Now consider a wave packet  Ψ(x,0) = (2π)^-1/2∫g(k) exp(ikx) dk, and assume |g(k)| is centered at k₀ where it reaches a maximum and has a width Δk.
Assume Δk << k₀. Assume g(k) = |g(k)|exp(iα(k)). Such a wave packet represents a particle with fairly well defined momentum p (Δp << p).
In the neighborhood of k = k₀ we may expand α(k) in a Taylor series expansion,
α(k) = α(k⁰) + dα(k)/dk|_k0 (k - k₀) + ... .
We are only interested in α(k) in a small range of k about k₀. Keeping only zeroth and first order terms we may write
Ψ(x,0) = (2π)^-1/2∫|g(k)| exp(iα(k₀)) exp(i(k - k₀) dα(k)/dk|_k0) exp(ikx) dk,
and setting x₀ = -dα(k)/dk|_k0 this becomes
Ψ(x,0) = (2π)^-1/2exp(i(k₀x + α(k₀)) ∫|g(k)| exp(i(k - k₀)(x - x₀)) dk.
Here |g(k)| is nonzero only in a small interval about k₀. Therefore we need to integrate only over this small interval of width ~Δk.
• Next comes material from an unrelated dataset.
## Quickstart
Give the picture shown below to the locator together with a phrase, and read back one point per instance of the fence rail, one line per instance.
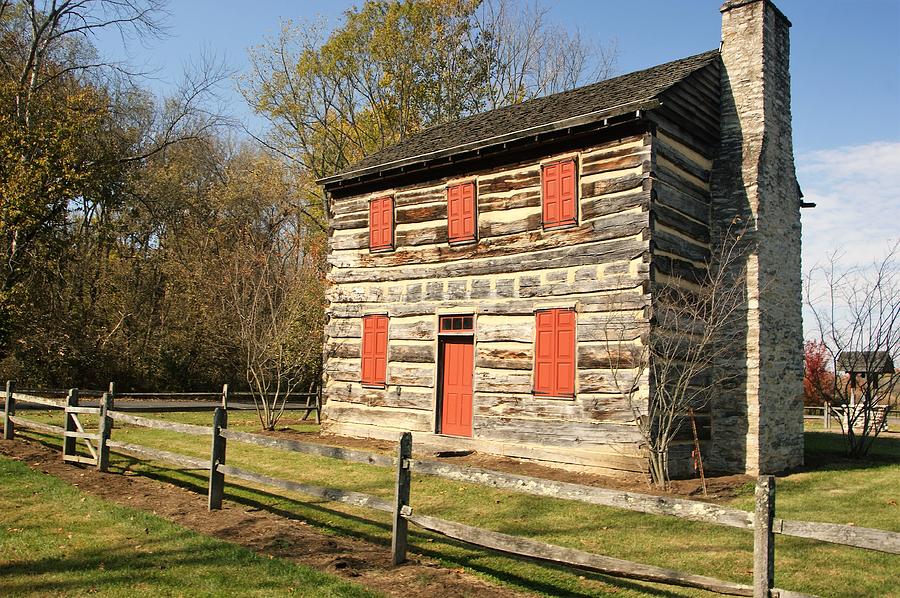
(763, 523)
In the integral |k - k₀| ≤ Δk.
If we write exp(i(k - k₀)(x - x₀)) = exp(i2π(k - k₀)/τ) with τ = 2π/(x - x₀) we find that for |τ| << Δk or |x - x₀| >> Δk^-1 the function exp(i(k - k₀)(x - x₀)) oscillates very rapidly in the integration interval and the integral yields approximately zero.
For x - x₀--> 0 |τ| --> ∞ and the function exp(i2π(k-k₀)/τ) --> 1 in the integration interval. Then the integral yields its maximum value. We therefore have
Ψ(x,0) ≈ 0 for |x - x₀| >> Δk^-1,   Ψ(x,0) ≈ Ψ_max for x = x₀.
x₀ = -dα(k)/dk|_k0 is the position of the center of the wave packet.
As |x - x₀| increases |Ψ(x,0)| decreases. We expect the width of the wave packet Δx in coordinate space to be ~Δx = Δk^-1. Then Δx Δk ~ 1. This is the classical relation for two functions which are Fourier transforms of each other. The product Δx Δk has a lower bound. The exact value of this bound depends on the precise definition of Δx and Δk.

Now consider the wave function at some fixed position, say x = 0, as a function of time. Assume we want to build a wave packet representing a particle which has a high probability of being observed at position r = 0 in a small time interval Δt about t₀.
Ψ(0,t) = (2π)^-1/2∫Ψ(ω) exp(iωt) dω and Ψ(ω) = (2π)^-1/2∫Ψ(0,t) exp(-iωt) dt.
Here Ψ(ω) and Ψ(0,t) are Fourier transforms of each other. If Ψ(0,t) is centered at t₀ with small width Δt, then Ψ(ω) has width Δω such that Δt Δω ≥ 1.